Bagikan:

JAKARTA - Komisi Pemberantasan Korupsi (KPK) memilih menunggu eks juru bicaranya, Febri Diansyah bersaksi di persidangan daripada mengobok-obok internalnya setelah terungkap ada kebocoran penyelidikan kasus korupsi eks Menteri Pertanian (Mentan) Syahrul Yasin Limpo.

Kepala Bagian Pemberitaan KPK Ali Fikri mengatakan jaksa akan lebih dulu mendengar kesaksian Febri, Rasamala Aritonang, dan Donal Fariz yang menjadi pengacara hukum Syahrul tentang kebocoran dokumen penyelidikan. Setelah itu mereka akan melakukan analisa.

"Itu tentu kami akan mengonfirmasi lebih dahulu nanti di depan persidangan. Setelah itu pasti kami di internal sendiri juga akan melakukan analisis dan penelusuran lebih jauh," kata Ali kepada wartawan yang dikutip pada Senin, 29 April.
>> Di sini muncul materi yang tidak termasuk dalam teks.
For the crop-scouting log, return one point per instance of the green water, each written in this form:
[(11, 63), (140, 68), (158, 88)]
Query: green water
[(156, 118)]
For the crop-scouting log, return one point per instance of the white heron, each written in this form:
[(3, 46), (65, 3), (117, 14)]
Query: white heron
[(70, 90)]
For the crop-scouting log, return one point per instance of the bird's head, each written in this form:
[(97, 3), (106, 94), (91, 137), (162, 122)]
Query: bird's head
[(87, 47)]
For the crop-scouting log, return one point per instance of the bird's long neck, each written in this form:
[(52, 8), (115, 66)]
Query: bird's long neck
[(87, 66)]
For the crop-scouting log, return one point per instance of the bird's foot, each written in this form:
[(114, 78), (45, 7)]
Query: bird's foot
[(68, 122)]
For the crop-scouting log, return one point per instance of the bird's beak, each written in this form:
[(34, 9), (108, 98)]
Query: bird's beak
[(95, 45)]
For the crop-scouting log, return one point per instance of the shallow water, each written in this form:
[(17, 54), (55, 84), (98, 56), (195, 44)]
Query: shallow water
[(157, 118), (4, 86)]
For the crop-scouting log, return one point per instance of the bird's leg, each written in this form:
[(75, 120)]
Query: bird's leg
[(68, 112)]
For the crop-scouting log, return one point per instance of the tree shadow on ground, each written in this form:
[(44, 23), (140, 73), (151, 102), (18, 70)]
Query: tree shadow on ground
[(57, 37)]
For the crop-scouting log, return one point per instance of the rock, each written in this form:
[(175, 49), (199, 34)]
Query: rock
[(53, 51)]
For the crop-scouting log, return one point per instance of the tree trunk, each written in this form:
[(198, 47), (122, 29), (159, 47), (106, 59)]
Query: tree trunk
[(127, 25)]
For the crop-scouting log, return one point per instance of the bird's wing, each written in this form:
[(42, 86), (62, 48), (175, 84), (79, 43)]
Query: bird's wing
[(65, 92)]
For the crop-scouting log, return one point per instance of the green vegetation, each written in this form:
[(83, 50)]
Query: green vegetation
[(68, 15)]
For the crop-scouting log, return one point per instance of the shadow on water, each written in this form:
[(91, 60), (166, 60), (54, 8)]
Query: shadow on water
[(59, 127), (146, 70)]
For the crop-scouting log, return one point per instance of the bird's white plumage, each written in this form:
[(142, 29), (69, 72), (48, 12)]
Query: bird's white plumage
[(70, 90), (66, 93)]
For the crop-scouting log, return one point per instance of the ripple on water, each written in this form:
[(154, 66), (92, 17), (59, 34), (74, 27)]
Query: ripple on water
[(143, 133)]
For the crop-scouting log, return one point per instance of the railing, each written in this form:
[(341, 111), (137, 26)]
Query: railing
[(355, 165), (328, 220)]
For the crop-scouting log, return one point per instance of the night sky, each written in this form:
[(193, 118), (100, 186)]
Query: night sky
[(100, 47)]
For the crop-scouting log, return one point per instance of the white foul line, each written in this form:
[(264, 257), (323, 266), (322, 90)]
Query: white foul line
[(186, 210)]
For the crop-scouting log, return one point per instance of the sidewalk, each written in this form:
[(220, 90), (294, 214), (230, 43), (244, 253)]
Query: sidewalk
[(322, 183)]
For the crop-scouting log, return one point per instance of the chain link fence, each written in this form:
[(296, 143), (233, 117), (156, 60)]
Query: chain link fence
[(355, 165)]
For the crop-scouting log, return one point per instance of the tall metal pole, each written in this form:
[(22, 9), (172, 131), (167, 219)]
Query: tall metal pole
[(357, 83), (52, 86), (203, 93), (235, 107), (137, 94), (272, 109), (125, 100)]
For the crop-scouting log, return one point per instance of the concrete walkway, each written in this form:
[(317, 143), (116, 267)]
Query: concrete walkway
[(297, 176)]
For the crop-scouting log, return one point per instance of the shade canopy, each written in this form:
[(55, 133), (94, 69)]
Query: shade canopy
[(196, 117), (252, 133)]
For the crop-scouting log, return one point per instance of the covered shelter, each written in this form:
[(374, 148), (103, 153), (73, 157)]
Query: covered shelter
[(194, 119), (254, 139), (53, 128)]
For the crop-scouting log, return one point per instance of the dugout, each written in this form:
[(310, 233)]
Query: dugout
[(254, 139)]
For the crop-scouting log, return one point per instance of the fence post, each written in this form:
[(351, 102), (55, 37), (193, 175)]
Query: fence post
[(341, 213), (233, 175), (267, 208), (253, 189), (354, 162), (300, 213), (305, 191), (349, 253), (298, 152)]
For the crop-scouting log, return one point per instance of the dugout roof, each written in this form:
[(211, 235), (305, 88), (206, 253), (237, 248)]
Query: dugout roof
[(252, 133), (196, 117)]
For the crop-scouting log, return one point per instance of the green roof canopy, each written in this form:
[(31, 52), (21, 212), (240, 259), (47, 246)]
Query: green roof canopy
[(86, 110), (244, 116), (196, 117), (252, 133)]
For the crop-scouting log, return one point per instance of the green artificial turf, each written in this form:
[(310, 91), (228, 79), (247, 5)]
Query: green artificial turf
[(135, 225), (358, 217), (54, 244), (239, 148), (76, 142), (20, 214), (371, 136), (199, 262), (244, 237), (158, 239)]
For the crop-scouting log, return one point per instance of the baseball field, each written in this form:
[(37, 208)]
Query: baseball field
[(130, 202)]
Adapun langkah ini dipilih komisi antirasuah karena mereka menemukan dokumen legal opinion (LO) yang disusun oleh ketiganya.

Temuan ini didapat saat menggeledah rumah Syahrul Yasin Limpo dan Direktur Alat dan Mesin Pertanian Direktorat Jenderal Prasarana dan Sarana Kementan Muhammad Hatta.

Penyusunan dokumen inilah yang diduga bersumber dari dokumen penyelidikan yang bocor. "Memang produknya kan muncul dari penggeledahan di rumah tersangka, baik itu SYL maupun Hatta," tegas juru bicara berlatar belakang jaksa tersebut.

Ali mengamini pengacara yang mendampingi tersangka memang diperbolehkan mendapatkan berita acara pemeriksaan maupun berkas lainnya. Tapi, prosesnya ketika penyidikan atau pelimpahan ke pengadilan.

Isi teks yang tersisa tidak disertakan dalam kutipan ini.